I am a little late updating my journal for 2020. We had a very mild winter in South Eastern Virginia. Not many days of freezing temps. We did get a light dusting of snow in late February. As of now the lawn is starting to wake up. Poa A is out of control so far this season. Being that I over seeded each zone last fall, I did not get to put down any pre-emergent. so far these are my 2020 apps to date:

1/5/2020

Henbit, chick weed and other seasonal broadleaf weeds

Tenacity/Bayer Advance/Hi-Yield Surfactant spot spray (I just walked the lawn in a grid fashion and sprayed any weeds that I saw)

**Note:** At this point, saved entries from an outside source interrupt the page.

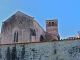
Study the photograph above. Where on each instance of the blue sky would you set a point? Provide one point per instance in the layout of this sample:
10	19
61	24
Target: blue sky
66	11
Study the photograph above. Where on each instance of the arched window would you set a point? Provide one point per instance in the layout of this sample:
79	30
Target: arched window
16	36
41	38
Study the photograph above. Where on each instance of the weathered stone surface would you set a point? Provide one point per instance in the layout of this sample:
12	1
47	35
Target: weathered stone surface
25	25
57	50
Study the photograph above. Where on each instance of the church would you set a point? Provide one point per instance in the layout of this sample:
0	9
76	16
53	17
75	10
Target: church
21	28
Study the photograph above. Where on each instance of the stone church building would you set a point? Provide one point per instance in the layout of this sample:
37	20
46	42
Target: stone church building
22	28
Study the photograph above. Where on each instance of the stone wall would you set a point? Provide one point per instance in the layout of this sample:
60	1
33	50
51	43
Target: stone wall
39	30
56	50
17	22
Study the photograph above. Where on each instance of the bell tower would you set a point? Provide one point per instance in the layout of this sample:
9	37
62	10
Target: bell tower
52	27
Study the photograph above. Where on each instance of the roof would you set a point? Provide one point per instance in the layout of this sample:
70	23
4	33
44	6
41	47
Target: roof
18	13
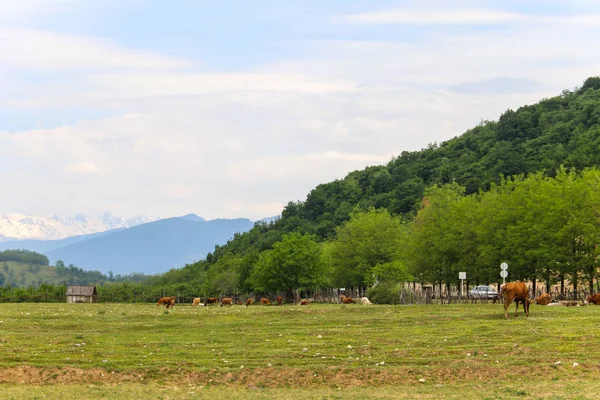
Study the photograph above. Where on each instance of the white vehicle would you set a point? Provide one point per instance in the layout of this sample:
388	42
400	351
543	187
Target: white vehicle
483	292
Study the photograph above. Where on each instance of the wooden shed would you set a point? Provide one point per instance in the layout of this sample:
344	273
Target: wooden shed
82	294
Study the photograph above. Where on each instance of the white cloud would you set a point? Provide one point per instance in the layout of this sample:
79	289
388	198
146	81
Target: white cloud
168	141
42	51
433	17
84	168
469	17
17	10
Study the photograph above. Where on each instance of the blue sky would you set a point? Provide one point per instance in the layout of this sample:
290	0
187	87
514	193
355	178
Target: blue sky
234	108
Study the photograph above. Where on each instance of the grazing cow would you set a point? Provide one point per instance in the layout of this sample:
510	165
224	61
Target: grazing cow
543	299
166	301
226	301
593	299
365	302
516	291
212	300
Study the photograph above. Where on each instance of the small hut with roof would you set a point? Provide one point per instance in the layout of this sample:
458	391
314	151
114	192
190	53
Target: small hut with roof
82	294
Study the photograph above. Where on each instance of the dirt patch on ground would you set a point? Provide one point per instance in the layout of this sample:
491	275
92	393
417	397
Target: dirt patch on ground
285	377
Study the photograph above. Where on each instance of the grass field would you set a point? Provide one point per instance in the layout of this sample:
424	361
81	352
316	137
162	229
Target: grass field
319	351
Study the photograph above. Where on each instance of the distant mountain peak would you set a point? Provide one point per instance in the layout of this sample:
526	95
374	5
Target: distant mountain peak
52	227
192	217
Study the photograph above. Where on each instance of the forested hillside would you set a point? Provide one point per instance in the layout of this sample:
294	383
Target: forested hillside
562	130
522	190
23	268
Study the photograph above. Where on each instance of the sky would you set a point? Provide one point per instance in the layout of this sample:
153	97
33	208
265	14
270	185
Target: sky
234	108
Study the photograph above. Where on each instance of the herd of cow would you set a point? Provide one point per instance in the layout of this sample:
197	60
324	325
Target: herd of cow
519	293
509	292
169	302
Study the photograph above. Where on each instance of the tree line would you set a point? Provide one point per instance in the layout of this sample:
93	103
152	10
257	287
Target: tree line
422	216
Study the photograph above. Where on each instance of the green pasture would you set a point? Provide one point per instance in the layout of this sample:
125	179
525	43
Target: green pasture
318	351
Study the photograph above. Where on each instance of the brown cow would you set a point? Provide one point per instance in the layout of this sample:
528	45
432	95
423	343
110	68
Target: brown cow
593	299
226	301
166	301
543	299
516	291
212	300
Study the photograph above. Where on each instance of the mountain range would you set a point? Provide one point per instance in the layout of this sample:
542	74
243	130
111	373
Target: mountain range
148	248
52	227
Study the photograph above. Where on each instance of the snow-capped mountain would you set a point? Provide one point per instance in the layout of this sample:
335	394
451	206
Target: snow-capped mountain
52	227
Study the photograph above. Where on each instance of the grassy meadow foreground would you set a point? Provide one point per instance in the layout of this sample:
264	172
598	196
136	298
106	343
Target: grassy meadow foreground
319	351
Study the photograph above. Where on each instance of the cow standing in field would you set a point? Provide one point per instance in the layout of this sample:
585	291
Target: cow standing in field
517	292
212	300
166	301
543	299
226	301
593	299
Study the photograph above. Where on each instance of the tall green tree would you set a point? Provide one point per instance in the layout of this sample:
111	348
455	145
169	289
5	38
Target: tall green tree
370	239
294	263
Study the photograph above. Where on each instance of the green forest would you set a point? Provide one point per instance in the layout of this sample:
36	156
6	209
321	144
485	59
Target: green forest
522	190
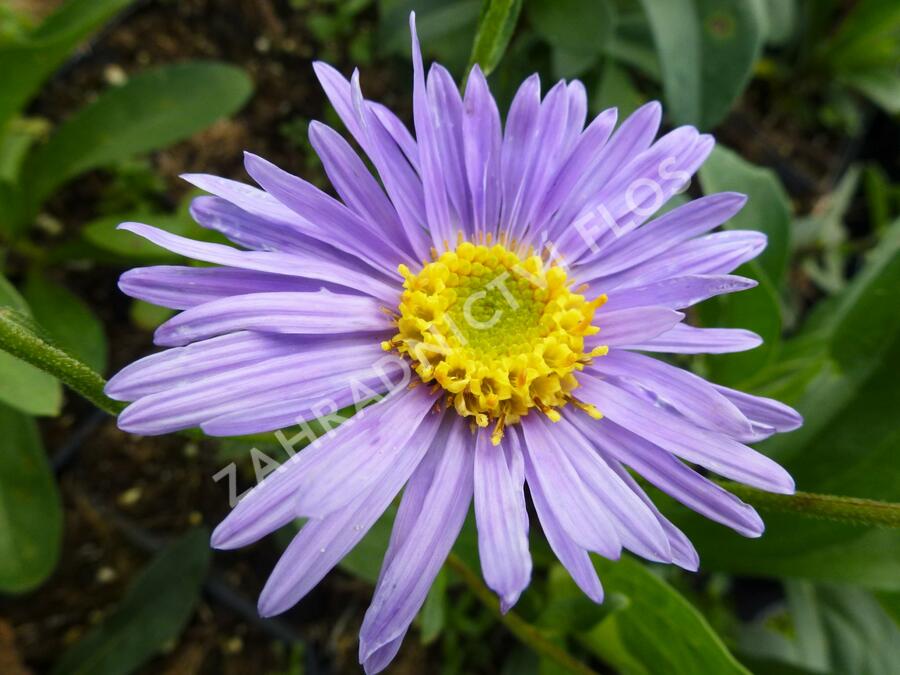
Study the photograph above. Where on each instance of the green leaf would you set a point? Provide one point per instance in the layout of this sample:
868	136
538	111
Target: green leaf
153	612
30	506
152	110
847	445
495	27
706	50
655	630
829	629
23	386
880	85
68	321
27	62
577	26
434	611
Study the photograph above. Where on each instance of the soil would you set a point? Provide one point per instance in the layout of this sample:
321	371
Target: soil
114	483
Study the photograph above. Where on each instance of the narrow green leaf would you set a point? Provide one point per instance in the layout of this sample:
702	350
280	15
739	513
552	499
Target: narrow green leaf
30	506
27	62
154	612
153	109
495	27
706	50
68	320
656	630
23	386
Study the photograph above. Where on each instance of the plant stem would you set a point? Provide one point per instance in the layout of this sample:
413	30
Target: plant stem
21	339
831	507
524	631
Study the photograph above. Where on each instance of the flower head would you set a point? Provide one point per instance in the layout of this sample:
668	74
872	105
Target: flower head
494	292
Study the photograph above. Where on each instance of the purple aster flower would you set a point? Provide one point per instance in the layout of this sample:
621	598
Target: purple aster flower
494	290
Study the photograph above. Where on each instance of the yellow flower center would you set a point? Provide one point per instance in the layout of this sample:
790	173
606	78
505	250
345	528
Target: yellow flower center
500	333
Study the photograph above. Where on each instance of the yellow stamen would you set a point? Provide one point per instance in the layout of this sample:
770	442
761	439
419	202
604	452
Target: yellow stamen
499	332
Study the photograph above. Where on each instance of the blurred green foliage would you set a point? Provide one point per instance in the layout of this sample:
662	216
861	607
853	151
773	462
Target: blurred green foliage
826	305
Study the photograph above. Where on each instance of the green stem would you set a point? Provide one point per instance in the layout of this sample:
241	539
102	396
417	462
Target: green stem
524	631
21	339
831	507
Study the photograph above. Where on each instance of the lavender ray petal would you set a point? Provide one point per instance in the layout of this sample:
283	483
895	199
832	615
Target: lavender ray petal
322	543
306	373
502	541
431	169
573	557
659	236
522	124
288	264
673	477
580	513
638	527
482	139
179	287
684	339
638	324
271	504
677	292
683	552
353	182
407	577
716	452
447	107
764	411
336	223
719	253
174	367
321	313
692	396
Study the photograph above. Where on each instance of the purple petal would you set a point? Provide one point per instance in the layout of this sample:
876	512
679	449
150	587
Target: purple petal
659	236
763	410
716	452
306	373
336	223
482	138
174	367
185	287
579	512
573	557
692	396
412	567
288	264
684	339
352	180
271	504
519	139
431	169
447	107
672	477
575	167
683	552
677	292
321	313
638	324
499	514
321	544
719	253
637	526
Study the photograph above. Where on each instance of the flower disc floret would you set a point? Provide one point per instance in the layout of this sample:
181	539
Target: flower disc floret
500	333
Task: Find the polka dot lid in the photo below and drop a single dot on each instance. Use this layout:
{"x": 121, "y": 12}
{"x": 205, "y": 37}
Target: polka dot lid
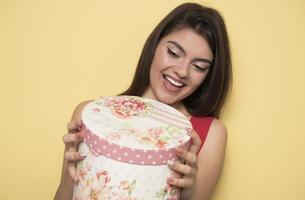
{"x": 134, "y": 129}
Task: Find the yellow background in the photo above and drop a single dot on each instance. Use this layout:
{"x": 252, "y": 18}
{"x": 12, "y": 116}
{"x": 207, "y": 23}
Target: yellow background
{"x": 57, "y": 53}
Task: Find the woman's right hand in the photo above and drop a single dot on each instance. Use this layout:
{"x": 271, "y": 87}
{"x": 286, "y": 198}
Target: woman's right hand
{"x": 72, "y": 140}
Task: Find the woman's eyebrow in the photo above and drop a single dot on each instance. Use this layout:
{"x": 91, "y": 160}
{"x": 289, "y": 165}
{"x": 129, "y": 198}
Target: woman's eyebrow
{"x": 178, "y": 46}
{"x": 183, "y": 51}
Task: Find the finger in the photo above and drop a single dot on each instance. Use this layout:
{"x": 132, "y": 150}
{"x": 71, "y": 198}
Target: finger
{"x": 187, "y": 156}
{"x": 72, "y": 171}
{"x": 73, "y": 156}
{"x": 74, "y": 126}
{"x": 180, "y": 182}
{"x": 181, "y": 168}
{"x": 196, "y": 142}
{"x": 73, "y": 138}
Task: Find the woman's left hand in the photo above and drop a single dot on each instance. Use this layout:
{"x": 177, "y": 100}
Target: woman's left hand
{"x": 188, "y": 169}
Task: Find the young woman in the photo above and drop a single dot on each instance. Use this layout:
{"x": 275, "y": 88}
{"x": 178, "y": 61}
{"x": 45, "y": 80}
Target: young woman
{"x": 185, "y": 63}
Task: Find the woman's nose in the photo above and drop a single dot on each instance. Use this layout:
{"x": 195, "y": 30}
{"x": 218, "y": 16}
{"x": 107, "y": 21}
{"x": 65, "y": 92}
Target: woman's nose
{"x": 181, "y": 69}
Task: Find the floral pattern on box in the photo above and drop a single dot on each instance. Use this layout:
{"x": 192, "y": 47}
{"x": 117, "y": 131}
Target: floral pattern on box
{"x": 128, "y": 141}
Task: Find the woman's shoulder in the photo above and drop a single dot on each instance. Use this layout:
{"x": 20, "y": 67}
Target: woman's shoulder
{"x": 218, "y": 130}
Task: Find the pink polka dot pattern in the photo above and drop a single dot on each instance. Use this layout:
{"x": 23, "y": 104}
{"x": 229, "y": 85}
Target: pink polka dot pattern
{"x": 101, "y": 147}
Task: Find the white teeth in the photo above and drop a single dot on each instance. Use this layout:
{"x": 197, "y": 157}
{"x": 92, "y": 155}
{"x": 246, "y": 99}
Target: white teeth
{"x": 175, "y": 83}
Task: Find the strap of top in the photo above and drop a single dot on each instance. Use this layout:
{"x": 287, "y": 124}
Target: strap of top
{"x": 202, "y": 125}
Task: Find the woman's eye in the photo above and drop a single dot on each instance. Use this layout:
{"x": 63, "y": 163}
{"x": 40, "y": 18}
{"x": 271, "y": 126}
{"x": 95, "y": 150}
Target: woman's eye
{"x": 172, "y": 53}
{"x": 201, "y": 68}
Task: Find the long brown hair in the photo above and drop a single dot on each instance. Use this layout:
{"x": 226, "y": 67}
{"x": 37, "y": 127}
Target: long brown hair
{"x": 209, "y": 97}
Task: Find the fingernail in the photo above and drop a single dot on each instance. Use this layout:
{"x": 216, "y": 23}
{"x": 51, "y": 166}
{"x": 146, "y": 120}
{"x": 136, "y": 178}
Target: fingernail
{"x": 82, "y": 155}
{"x": 78, "y": 124}
{"x": 189, "y": 130}
{"x": 170, "y": 180}
{"x": 81, "y": 135}
{"x": 179, "y": 151}
{"x": 171, "y": 163}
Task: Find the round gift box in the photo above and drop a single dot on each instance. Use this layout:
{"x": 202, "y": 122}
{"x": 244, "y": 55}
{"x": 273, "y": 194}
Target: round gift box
{"x": 128, "y": 141}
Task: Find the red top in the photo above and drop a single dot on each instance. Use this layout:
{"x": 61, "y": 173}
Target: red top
{"x": 202, "y": 125}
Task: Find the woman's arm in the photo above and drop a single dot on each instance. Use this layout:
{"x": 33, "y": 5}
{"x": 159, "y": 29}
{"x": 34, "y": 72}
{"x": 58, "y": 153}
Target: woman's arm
{"x": 71, "y": 140}
{"x": 210, "y": 160}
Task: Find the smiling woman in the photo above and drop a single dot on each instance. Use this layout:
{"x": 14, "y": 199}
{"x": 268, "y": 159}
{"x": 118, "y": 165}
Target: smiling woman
{"x": 179, "y": 66}
{"x": 186, "y": 64}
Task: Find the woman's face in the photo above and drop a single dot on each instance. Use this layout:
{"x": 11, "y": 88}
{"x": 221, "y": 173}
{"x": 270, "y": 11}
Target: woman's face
{"x": 181, "y": 63}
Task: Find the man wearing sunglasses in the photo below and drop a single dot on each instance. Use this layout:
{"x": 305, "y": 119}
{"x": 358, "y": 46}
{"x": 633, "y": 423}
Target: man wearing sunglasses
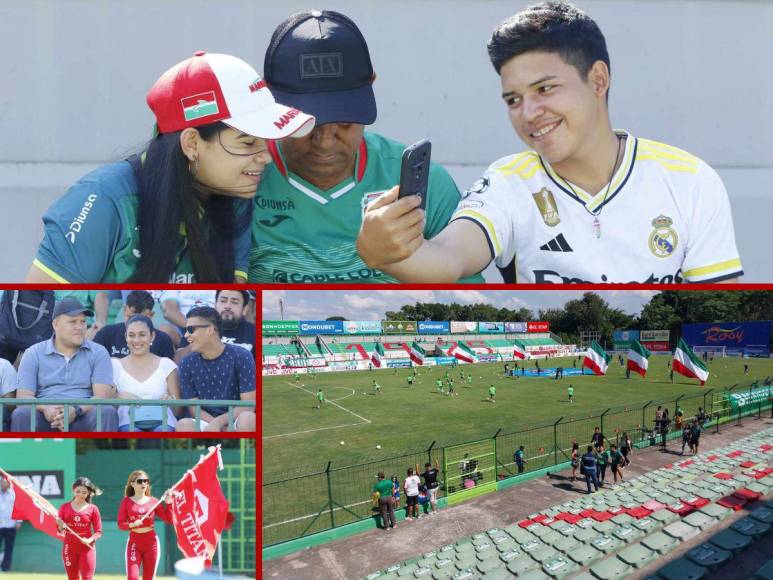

1st Mix in my backpack sprayer 4 Gal:
2 oz of Tenacity
12.8 oz Bayer Advance
4 Gal of water

2nd Mix in my backpack sprayer:
1 oz of Tenacity
6.4 oz Bayer Advance

It took a few weeks for the bleaching to begin. But, it did pretty good controlling earlier weeds.

3/15/2020

Broadcast Weed Control and Pre-emergent

Prodiamine 65 WDG/Speed Zone Herbicide/RGS

Zone 1 1500 sqft
0.63 oz Prodiamine
1.5 oz SpeedZone
6 oz RGS

Zone 2 3000 sqft
1.27 oz Prodiamine
3 oz SpeedZone
18 oz RGS

Zone 3 1500 sqft
0.63 oz Prodiamine
1.5 oz SpeedZone
6 oz RGS

Zone 4+5 1000 sqft
0.42 oz Prodiamine
1 oz SpeedZone
3 oz RGS

Zone 6 4000 sqft
1.69 oz Prodiamine
4 oz SpeedZone
24 oz RGS

3/22/2020
I mowed HOC 2" and could see the Speedzone starting to take effect on the broadleaf weeds. In the areas were the Poa A is present, still really bad. In another week or so I will apply my first fertilizer app of the year. I will be using Carbon X Pro.


----------